Von Fachanwältin für Arbeitsrecht Anna Fischer

Laut Entscheidung des Bundesarbeitsgerichts vom 22. September 2021: Ja.anna fischer neu

Arbeitgeber und Betriebsrat einer Münchener Verkehrsgesellschaft befanden sich im Streit darüber, ob die Verlängerung eines Arbeitsverhältnisses über die tarifliche Altersgrenze hinaus der Zustimmung des Betriebsrates bedurfte. Der beim Arbeitgeber anzuwendende Tarifvertrag regelte, dass ein Arbeitsverhältnis mit Ablauf des Monats endete, in dem der/die Arbeitnehmer-/in das gesetzlich festgelegte Alter zum Erreichen der Regelaltersgrenze vollendet hat, ohne dass es einer Kündigung bedarf. Sofern der Arbeitgeber und der Arbeitnehmer den (tarif-)vertraglich fixierten Beendigungszeitpunkt über die Regelaltersgrenze hinausschieben möchten, bietet § 41 S. 3 SGB VI unter den dort geregelten Voraussetzungen die Möglichkeit hierzu. Im zu entscheidenden Fall teilte der Arbeitgeber dem Betriebsrat mit, dass das Arbeitsverhältnis eines bestimmten Mitarbeiters, das aufgrund der tarifvertraglichen Regelung wegen Erreichens der gesetzlichen Regelaltersgrenze mit Ablauf des 31. Mai 2019 geendet hätte, auf Wunsch des Arbeitnehmers nach § 41 S. 3 SGB VI um ein weiteres Jahr fortgesetzt werde. Eine Zustimmung des Betriebsrates zu der Fortsetzung des Arbeitsverhältnisses holte der Arbeitgeber nicht ein. Er begründete dies damit, dass eine Zustimmung des Betriebsrates gem. § 99 Abs. 1 S. 1 BetrVG (mitbestimmungspflichtige Einstellung) in solchen Fällen nicht erforderlich sei. Dieses Recht sei bereits durch die Zustimmung zur ursprünglichen Einstellung verbraucht.

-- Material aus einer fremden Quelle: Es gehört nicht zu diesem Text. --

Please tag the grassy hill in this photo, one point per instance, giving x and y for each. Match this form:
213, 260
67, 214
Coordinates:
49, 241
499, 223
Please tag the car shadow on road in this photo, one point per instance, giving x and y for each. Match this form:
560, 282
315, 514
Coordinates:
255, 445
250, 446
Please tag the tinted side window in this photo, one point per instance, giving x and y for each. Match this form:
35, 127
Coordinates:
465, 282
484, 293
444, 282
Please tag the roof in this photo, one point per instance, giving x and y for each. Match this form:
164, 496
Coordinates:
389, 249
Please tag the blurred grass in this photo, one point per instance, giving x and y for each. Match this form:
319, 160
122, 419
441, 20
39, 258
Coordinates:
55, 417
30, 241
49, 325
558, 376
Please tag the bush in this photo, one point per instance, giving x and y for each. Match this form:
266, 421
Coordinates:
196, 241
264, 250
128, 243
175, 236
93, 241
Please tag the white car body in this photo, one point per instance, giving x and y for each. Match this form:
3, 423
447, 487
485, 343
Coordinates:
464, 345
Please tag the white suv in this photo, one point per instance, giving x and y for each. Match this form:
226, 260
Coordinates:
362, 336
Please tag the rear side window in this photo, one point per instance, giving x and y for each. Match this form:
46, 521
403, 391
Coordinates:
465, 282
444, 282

Das BAG entschied, dass die Weiterbeschäftigung eines Arbeitnehmers über ein auf das Arbeitsverhältnis anwendbare tarifliche Altersgrenze hinaus eine nach § 99 Abs. 1 S. 1 BetrVG mitbestimmungspflichtige Einstellung sei. Eine solche komme nicht nur bei der erstmaligen Aufnahme eines Mitarbeiters in den Betrieb in Betracht. Die Interessen der bereits dort beschäftigten Arbeitnehmer seien auch berührt, wenn ein Beschäftigter über den zunächst vorgesehenen Zeitpunkt hinaus in „Lohn und Brot“ bleibe. Mit der Weiterbeschäftigung, so das BAG, nimmt der Arbeitgeber -nicht anders als bei einer Neueinstellung- eine Besetzung des aufgrund der Befristung des Arbeitsverhältnisses frei werdenden Arbeitsplatzes vor. Dies könne Zustimmungsverweigerungsgründe auslösen, die bei der Ersteinstellung nicht voraussehbar waren. Bei jeder befristeten Einstellung reiche die Beteiligung des Betriebsrates daher grundsätzlich nur bis zu der vorgesehenen Beendigung des Arbeitsverhältnisses.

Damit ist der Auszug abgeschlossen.